Garde alternée: solution ou pis aller?

CM : Elle suscite encore beaucoup de réticences. Qu’en pensez-vous ?
JLC
: C’est vrai que certains psychiatres ou psychanalystes, à la suite de Françoise Dolto notamment, ont exprimé des réserves, et des magistrats leur ont emboîté le pas. Or, je pense qu’elle doit être mise en place quand toutes les conditions, économiques – il faut que les parents disposent chacun d’un logement assez grand -, géographiques – ils doivent habiter tout près l’un de l’autre -, et psychologiques – tout le monde, parents et enfants, doit être d’accord sur cette formule -, sont réunies. A mon sens, on peut opter pour une résidence alternée à partir des 3 ans de l’enfant, quand ses repères affectifs sont suffisamment clairs pour lui donner un sentiment de sécurité. Cela peut aussi être une solution provisoire ou progressive.CM : N’est-ce pas une solution réservée à une frange aisée de la population ?
JLC
: Oui, ce sont surtout les couches moyennes et supérieures qui bénéficient de cette formule. Cela  exige un certain niveau de vie. Les parents pauvres ou précaires ne peuvent malheureusement pas envisager cette formule. Mais le régime habituel – résidence principale chez la mère et un week-end sur deux et la moitié des vacances chez le père, même si c’est un pis-aller, donne de bons résultats à condition que les parents soient bien conscients que l’enfant a besoin de chacun d’eux. 

« Le Père et l’enfant à l’épreuve de la séparation », Jean Le Camus et Michèle Laborde, éditions Odile Jacob.

Les chiffres de la séparation en France

• En 1970, 12% des mariages se terminaient par un divorce.
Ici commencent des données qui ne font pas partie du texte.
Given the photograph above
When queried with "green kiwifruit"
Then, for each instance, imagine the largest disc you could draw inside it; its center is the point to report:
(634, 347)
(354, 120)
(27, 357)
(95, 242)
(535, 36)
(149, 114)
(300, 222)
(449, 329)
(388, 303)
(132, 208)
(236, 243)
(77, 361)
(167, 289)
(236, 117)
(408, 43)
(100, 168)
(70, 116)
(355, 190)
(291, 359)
En 2007, ce chiffre est passé à 52%.
• Plus de 50% des naissances ont lieu hors mariage (contre 30% en 1990 et 6% en 1965).
• On estime que la probabilité de rupture des unions hors mariage est deux fois plus forte que dans les unions classiques.
• En 1970, la proportion de familles monoparentales était de 9,5% ; elle est passée à 12,5% en 1990 et 18,6% en 1999. Un enfant sur sept vit dans une famille monoparentale.
• On dénombre en 2006 un Pacs pour deux mariages ; 93% de ces pactes sont conclus par des couples hétérosexuels.